Sinn dieser Schreibübung ist u.a. der Perspektivwechsel, aber auch das Fließenlassen. Tipp: Nehmt ein Wort, wie hier z.B. „Regen“, und schreibt eine Geschichte/ ein Gedicht (was eben „herausfliesst“) aus einer anderen Perspektive als der Euren.

Am schönsten ist es am Fluss, wenn es regnet

Wenn ich nichts anderes höre als das meditative Prasseln der Regentropfen auf meinem Schirm. Wenn der Dunst die Natur hinter einen grauen Schleier zwingt. Fische springen in Schwärmen aus dem Wasser, als würden sie sich jedes Mal absprechen: Wer fängt bei eins, zwei, drei die meisten Fliegen? Mutter und Vater Graugans quaken ihre sieben Kinder durch die nassen Wiesen zurück ans Ufer des Flusses. Ein letztes Betthupferl vor dem Schlafengehen, und dann ab, ab in die Federn! Das Wasser des Flusses scheint stillzustehen, und die normalerweise so glatte Oberfläche schmückt heute ein Ringelmuster.

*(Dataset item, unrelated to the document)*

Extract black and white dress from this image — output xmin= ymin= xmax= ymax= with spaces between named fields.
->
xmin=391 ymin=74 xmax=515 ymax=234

Entlang des Boulevards kein einziger Mensch. Die großen, alten Bäume neigen sich neugierig über mich, auch sie sind verwundert über diese kleine Person, die des regnerischen Abends noch alleine hier entlangschlendert. Sie sind interessiert, aber distanziert. Im Falle des Falles würden sie ihre großen holzigen Köpfe und Hände über mich halten, mich beschützen, da bin ich mir sicher.

Drüben auf der anderen Seite in toten Wipfeln sitzen und krähen sie. In Scharen, es ist ihr Wetter und ihre Uhrzeit. Wie so oft frage ich mich, warum diese Vögel es so lieben, in düsterem Wetter in großen Gruppen ihre Todesbotschaften hinauszuschreien. Sie künden an die Dunkelheit aus nackten, toten Bäumen. Der Tag ist tot, lang lebe die Nacht!

Doch bin ich am liebsten hier, allein in der Wildnis, wo ich nur sie höre und sonst nichts. Keine Krähe kann mich verschrecken, ob sie es wollte oder nicht.

In den Gassen meines Viertels jedoch blicke ich um mich, an jeder Ecke potentielle Gefahr, da Schritte, dort ein Husten, Blicke, Hände, breiter Gang. Dann wechsle ich die Straßenseite, gehe einen anderen Weg und schneller, die Meditation ist vorbei, ich will nachhause in die sichere Wärme zwischen bekannten Wänden.

Von drinnen beobachte ich jetzt den Regen, wie er seine Musik auf den Dächern und Autos fortsetzt. In mir macht sich wieder die Ruhe von vorhin breit, zufrieden schließe ich das Fenster. Ein bisschen kalt ist es doch.